According to FDA, symptoms of schizophrenia include “hallucinations, difficulty controlling one’s thoughts, and being suspicious of others.” Patients may also have cognitive problems and difficulty with social interactions. Schizophrenia impacts approximately 1% of Americans and is one of the 15 leading causes of disability worldwide (2). Schizophrenia also poses a greater risk of death at a young age.

“Schizophrenia is a leading cause of disability worldwide. It is a severe, chronic mental illness that is often damaging to a person’s quality of life,” said Tiffany Farchione, MD, director of the Division of Psychiatry, Office of Neuroscience in the FDA’s Center for Drug Evaluation and Research, in a press release. “This drug takes the first new approach to schizophrenia treatment in decades. This approval offers a new alternative to the antipsychotic medications people with schizophrenia have previously been prescribed.”

“Today’s landmark approval of our first-in-class treatment for schizophrenia marks an important milestone for the community, where after more than 30 years, there is now an entirely new pharmacological approach for schizophrenia—one that has the potential to change the treatment paradigm,” said Chris Boerner, PhD, board chair and chief executive officer at BMS, in a company press release (3). “As we reenter the field of neuropsychiatry, we are dedicated to changing the conversation around serious mental illness, beginning with today’s approval in schizophrenia.”
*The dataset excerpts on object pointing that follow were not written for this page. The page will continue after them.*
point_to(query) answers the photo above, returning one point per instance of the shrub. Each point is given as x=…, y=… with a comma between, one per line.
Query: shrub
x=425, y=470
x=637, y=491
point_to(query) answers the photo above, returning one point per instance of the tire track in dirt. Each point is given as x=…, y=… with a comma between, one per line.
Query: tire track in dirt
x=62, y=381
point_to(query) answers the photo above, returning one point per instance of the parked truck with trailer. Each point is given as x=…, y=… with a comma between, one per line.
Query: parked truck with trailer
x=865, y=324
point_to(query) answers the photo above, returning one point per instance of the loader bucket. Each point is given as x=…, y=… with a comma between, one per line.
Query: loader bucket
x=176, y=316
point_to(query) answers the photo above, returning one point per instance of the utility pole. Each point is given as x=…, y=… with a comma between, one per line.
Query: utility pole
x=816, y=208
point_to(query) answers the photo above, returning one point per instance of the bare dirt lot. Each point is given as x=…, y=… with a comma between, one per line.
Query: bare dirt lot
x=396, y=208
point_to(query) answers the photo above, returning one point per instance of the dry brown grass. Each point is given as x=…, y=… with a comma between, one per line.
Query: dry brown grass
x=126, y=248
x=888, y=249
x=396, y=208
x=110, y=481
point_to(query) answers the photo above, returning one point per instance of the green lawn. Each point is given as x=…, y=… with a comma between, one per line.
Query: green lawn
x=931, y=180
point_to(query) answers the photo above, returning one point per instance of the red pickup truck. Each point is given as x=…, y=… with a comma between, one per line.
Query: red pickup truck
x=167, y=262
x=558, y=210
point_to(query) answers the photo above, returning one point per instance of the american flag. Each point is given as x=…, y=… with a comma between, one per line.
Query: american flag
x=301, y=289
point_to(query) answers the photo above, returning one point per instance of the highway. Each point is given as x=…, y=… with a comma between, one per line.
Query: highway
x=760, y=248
“For people living with schizophrenia, it's often difficult to find a treatment that works for them. Having a variety of treatment options gives patients and healthcare providers the tools to help manage this serious condition,” said Gordon Lavigne, chief executive officer of the Schizophrenia & Psychosis Action Alliance, in the BMS press release (3). “People living with schizophrenia want and deserve more. Today's approval provides a new option as people with schizophrenia move forward with proper support to rebuild their lives.”

“Due to its heterogeneous nature, schizophrenia is not a one-size-fits-all condition, and people often find themselves in a cycle of discontinuing and switching therapies,” said Rishi Kakar, MD, chief scientific officer and medical director at Segal Trials and investigator in the EMERGENT program, in the press release (3). “The approval of C[obenfy] is a transformative moment in the treatment of schizophrenia because, historically, medicines approved to treat schizophrenia have relied on the same primary pathways in the brain. By leveraging a novel pathway, C[obenfy] offers a new option to manage this challenging condition.”

Cobenfy, however, may cause urinary retention, and should not be prescribed to patients with urinary retention, according to FDA. There is also the possibility of increased heart rate, decreased gastric movement, or angioedema (swelling) of the face and lips. Liver damage is also a risk and, therefore, the drug is not recommended for patients with liver impairment. Patients with moderate to severe renal impairment should also avoid the drug as it is substantially excreted by the kidneys.

Common side effects include nausea, indigestion, constipation, vomiting, hypertension, abdominal pain, diarrhea, increased heartbeat, dizziness, and gastroesophageal reflux disease.

References

1. FDA. FDA Approves Drug with New Mechanism of Action for Treatment of Schizophrenia. Press Release. Sept. 26, 2024.
2. NIMH. Schizophrenia. NIMH.NIH.gov (accessed Sept. 27, 2024). https://www.nimh.nih.gov/health/statistics/schizophrenia
3. BMS. US Food and Drug Administration Approves Bristol Myers Squibb’s COBENFY (xanomeline and trospium chloride), a First-In-Class Muscarinic Agonist for the Treatment of Schizophrenia in Adults. Press Release. Sept. 26, 2024.